In a state where almost 40 percent of the population is Latino, you'd think an all-white city government would be a thing of the past. But Ana Reyes just made history in Farmers Branch, Texas, where she became the first Latino ever to be elected to a City Council seat, reports Fox News Latino. 

The win comes after the district was revised by a federal judge, who ordered the city to change its election system to single-member district balloting that gave a disadvantage to Latino candidates. The newly resulted District 1 helped Reyes, 39, pull in a win with a 2-to-1 lead through the ballot counting, according to The Dallas Morning News. Her opponent was Bill Capener, the co-founder of a group associated with the Tea Party.
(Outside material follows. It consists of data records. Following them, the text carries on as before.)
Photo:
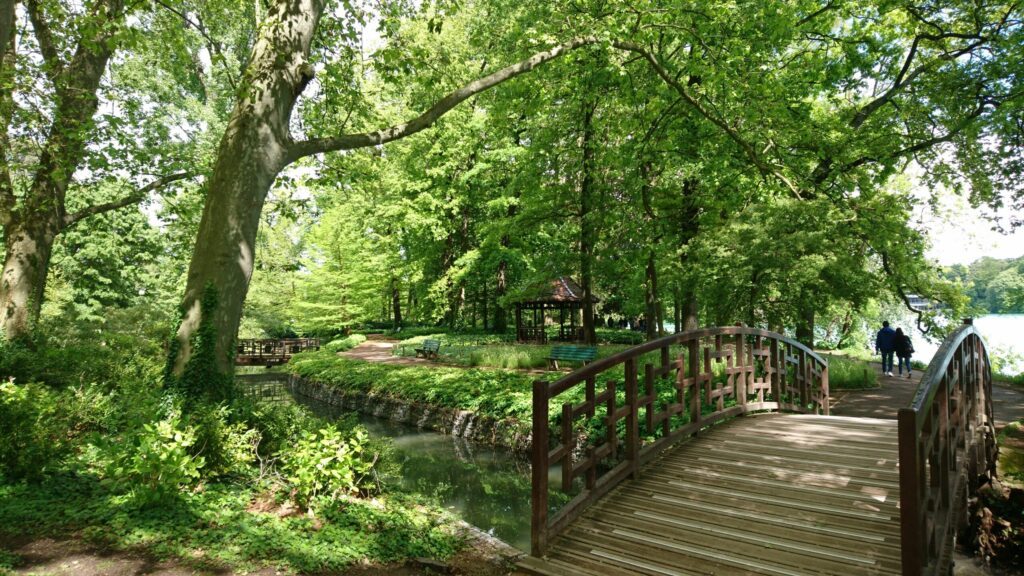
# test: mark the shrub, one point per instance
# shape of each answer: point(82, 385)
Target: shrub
point(227, 447)
point(346, 343)
point(847, 373)
point(326, 464)
point(156, 461)
point(279, 425)
point(496, 393)
point(33, 438)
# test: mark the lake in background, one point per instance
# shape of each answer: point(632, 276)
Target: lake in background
point(1003, 333)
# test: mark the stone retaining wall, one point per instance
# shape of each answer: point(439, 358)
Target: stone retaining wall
point(463, 423)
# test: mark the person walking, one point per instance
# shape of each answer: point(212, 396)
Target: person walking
point(885, 342)
point(904, 348)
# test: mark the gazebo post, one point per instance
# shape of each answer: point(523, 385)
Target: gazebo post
point(518, 322)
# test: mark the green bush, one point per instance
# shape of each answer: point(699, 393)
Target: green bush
point(346, 343)
point(847, 373)
point(33, 436)
point(326, 464)
point(620, 336)
point(227, 447)
point(156, 461)
point(495, 393)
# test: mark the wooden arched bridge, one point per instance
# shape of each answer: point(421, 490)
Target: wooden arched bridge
point(713, 452)
point(270, 352)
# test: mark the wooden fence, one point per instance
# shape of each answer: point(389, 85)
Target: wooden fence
point(270, 352)
point(687, 381)
point(946, 441)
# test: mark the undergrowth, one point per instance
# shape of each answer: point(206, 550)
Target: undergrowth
point(128, 464)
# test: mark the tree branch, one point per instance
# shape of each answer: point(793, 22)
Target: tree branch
point(731, 132)
point(211, 44)
point(133, 198)
point(50, 56)
point(425, 120)
point(7, 57)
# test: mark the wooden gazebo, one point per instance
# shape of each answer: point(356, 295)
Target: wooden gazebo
point(562, 295)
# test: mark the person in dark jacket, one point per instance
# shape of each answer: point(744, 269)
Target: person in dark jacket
point(886, 344)
point(904, 348)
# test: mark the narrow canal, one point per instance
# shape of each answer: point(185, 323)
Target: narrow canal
point(486, 487)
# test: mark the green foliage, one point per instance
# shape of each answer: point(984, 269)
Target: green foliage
point(993, 285)
point(202, 377)
point(493, 351)
point(222, 441)
point(221, 527)
point(327, 464)
point(849, 373)
point(495, 393)
point(155, 462)
point(346, 343)
point(33, 434)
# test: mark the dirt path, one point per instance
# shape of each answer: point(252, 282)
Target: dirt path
point(379, 350)
point(895, 393)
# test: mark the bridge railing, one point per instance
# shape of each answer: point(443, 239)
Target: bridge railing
point(260, 351)
point(650, 397)
point(946, 440)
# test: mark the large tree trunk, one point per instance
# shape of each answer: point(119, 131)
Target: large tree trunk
point(587, 232)
point(501, 315)
point(805, 325)
point(252, 152)
point(30, 229)
point(27, 257)
point(650, 297)
point(396, 302)
point(690, 319)
point(255, 148)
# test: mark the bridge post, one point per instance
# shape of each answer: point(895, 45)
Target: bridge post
point(632, 419)
point(910, 475)
point(739, 382)
point(539, 470)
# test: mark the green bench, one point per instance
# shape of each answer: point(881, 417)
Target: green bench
point(583, 355)
point(429, 350)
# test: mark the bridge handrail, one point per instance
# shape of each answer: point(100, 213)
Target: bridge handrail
point(757, 377)
point(946, 439)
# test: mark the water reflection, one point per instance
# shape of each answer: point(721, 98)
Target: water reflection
point(486, 487)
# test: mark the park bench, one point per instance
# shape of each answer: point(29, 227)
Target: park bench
point(583, 355)
point(429, 350)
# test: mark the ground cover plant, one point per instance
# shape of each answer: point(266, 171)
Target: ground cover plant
point(850, 373)
point(128, 466)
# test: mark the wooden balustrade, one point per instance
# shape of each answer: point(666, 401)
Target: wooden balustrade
point(267, 351)
point(946, 440)
point(651, 396)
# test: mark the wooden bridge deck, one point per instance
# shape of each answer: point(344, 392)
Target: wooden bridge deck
point(779, 494)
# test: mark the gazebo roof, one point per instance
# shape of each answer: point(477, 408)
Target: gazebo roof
point(561, 289)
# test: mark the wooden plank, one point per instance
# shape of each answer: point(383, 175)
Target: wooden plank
point(782, 491)
point(764, 550)
point(808, 474)
point(760, 495)
point(839, 537)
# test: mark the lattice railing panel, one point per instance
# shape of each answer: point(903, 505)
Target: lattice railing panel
point(623, 410)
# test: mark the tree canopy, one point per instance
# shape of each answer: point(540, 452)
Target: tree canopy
point(323, 165)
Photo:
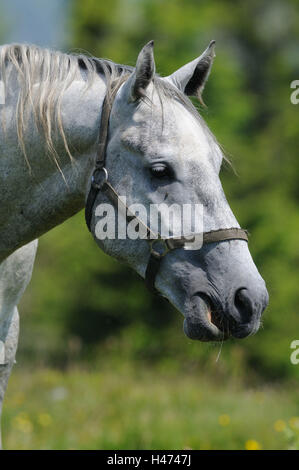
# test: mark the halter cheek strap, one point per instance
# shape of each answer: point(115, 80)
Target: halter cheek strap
point(159, 247)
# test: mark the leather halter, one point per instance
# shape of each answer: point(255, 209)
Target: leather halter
point(159, 246)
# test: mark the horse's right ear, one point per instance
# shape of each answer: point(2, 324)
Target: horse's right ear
point(144, 71)
point(191, 78)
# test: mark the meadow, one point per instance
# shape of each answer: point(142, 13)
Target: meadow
point(129, 407)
The new district was a result of a lawsuit filed against the city's at-large, district-wide election system. Reyes' parents, Mexican immigrants Antonio and Maria Reyes, were among the ten plaintiffs involved in the lawsuit.

“Her election is significant because Farmers Branch has been an epicenter for policies some consider anti-immigrant," Keranews.com said.

In fact, Reyes got involved with local politics in her Texas hometown after an all-white City Council passed a law making it illegal to rent homes to undocumented immigrants in 2006. This created huge tension between Latinos and other residents of the city. The ordinance was later deemed unconstitutional. 

Latinos make up nearly 50 percent of the population in Farmers Branch, and 80 percent of District 1. 

Maria Reyes was thrilled when she heard of her daughter's win. “We had no representation and now we do.” And Ana Reyes has some big plans for the city, with a focus on an even more diverse staff. 

“I will promote inclusiveness by ensuring that new city board appointments are reflective of the city’s demographics," she said, "and I will host bilingual town hall meetings to ensure that every resident of District 1 has an opportunity to participate in discussions on key budget issues, infrastructure needs, and the overall welfare of Farmers Branch citizens.”